Mr Morris et Lord Godalming s’élançaient déjà vers la porte, mais la voix calme du professeur les rappela :

– Attendez, mes amis ! Ce bateau, où qu’il soit, levait l’ancre pendant qu’elle parlait. Il y a bien des bateaux qui lèvent l’ancre en ce moment dans votre grand port de Londres. Lequel est celui que vous cherchez ? Remercions Dieu d’avoir ce nouvel indice, même si nous ne savons pas où il mène. Nous avons été aveugles parfois, aveugles comme le sont les hommes, puisque quand nous jetons un regard sur le passé, nous voyons ce qui eût été visible dès ce moment si nous avions été capables de voir ce qui était visible. Ma foi, cette phrase, c’est un vrai casse-tête, n’est-ce pas ? Nous pouvons comprendre maintenant dans quelle intention le comte a ramassé cet argent, même sous la menace du terrible poignard de Jonathan. Il voulait s’échapper, s’échapper d’Angleterre ! Il ne lui reste plus qu’un seul coffre dont la terre pourrait le protéger ; plusieurs hommes le traquent comme des chiens traquent un renard. Il a embarqué sa dernière caisse sur un bateau, et il quitte ce pays. Il compte nous échapper ; mais non, nous le poursuivons ! Taïaut ! comme aurait dit notre ami Arthur en endossant son habit rouge. Notre vieux renard est rusé, oui, bien rusé, et c’est aussi avec ruse que nous devons le traquer. Moi aussi, je suis rusé, et je connais nombre de ses pensées. En attendant, nous pouvons prendre quelque repos sans inquiétude, car l’eau qui nous sépare de lui, il ne désire pas la traverser ; et il ne le pourrait pas même s’il le voulait, à moins que le bateau ne touche terre, et ce n’est possible qu’à marée haute ou quand la mer est étale. Allons ! Le soleil vient de se lever ; toute la journée, jusqu’au crépuscule, est à nous.
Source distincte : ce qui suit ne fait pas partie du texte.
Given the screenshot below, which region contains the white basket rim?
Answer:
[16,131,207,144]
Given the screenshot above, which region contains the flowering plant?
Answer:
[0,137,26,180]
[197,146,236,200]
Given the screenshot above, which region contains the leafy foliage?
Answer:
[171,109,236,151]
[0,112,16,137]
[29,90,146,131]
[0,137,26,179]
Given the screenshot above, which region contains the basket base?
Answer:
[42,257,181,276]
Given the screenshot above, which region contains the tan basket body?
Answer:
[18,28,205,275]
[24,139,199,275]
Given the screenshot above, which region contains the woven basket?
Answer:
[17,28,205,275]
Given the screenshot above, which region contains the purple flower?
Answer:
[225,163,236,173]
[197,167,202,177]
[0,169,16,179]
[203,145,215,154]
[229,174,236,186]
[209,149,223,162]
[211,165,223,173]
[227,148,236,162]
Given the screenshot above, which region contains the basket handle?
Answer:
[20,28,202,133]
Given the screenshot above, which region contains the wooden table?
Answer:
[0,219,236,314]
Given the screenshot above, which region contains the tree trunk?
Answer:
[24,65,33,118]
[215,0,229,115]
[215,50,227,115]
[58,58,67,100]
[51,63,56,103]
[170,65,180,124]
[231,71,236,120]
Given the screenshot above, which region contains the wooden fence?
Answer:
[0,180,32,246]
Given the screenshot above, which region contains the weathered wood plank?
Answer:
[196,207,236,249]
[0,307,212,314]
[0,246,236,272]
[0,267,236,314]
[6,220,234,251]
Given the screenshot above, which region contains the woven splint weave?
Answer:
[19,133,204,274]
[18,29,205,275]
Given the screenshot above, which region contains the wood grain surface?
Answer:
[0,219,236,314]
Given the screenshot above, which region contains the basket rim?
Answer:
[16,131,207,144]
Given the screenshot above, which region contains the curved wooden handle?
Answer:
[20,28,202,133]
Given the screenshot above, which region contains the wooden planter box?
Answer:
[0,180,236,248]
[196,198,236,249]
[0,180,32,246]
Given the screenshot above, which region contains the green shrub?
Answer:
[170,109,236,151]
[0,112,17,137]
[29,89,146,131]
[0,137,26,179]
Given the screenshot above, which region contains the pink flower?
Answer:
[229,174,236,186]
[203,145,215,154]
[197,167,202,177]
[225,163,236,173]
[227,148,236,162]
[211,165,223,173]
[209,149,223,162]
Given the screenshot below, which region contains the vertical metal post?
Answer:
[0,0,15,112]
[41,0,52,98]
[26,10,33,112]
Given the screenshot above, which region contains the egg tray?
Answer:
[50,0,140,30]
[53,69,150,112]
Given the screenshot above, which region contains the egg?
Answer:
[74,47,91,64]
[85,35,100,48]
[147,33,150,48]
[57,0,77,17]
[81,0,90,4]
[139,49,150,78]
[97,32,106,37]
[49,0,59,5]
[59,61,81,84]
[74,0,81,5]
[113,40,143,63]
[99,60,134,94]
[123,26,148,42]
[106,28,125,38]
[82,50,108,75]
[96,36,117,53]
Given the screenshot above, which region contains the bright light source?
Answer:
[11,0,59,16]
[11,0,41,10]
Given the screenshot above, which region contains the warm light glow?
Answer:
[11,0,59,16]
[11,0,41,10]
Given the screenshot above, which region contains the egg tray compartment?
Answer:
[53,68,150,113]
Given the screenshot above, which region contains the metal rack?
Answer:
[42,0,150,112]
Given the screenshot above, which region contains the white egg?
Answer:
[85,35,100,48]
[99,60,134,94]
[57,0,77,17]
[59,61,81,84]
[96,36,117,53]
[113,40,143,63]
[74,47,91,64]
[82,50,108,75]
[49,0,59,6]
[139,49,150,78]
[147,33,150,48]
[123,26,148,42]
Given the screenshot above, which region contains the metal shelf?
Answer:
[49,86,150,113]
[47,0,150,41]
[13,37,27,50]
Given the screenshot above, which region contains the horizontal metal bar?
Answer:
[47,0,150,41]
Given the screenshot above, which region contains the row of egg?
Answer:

Prenons un bain, habillons-nous, avant le petit déjeuner dont nous avons tous besoin et que nous pouvons prendre à notre aise, puisque le comte n’est plus sur le même sol que nous.

Mina le regarda d’un air suppliant.

– Mais pourquoi le poursuivre encore, puisqu’il est loin de nous ? demanda-t-elle.

Il lui prit la main, la caressa affectueusement et dit :

– Ne m’interrogez pas encore. Après le déjeuner, je répondrai à toutes les questions.

Il ne voulut rien ajouter, et chacun alla s’habiller.

Après le déjeuner, Mina répéta sa question. Van Helsing la regarda un moment avec gravité, puis répondit avec tristesse :

– Parce que, chère, chère madame Mina, maintenant plus que jamais nous devons le trouver, quand bien même cette poursuite nous mènerait jusqu’en enfer.

Elle pâlit et insista :

– Pourquoi ?

– Parce qu’il peut vivre des siècles, tandis que vous n’êtes qu’une mortelle. Le temps est notre ennemi – depuis que le comte a mis cette marque sur votre gorge.

Il eut juste le temps de la retenir dans ses bras ; elle s’affaissait, évanouie.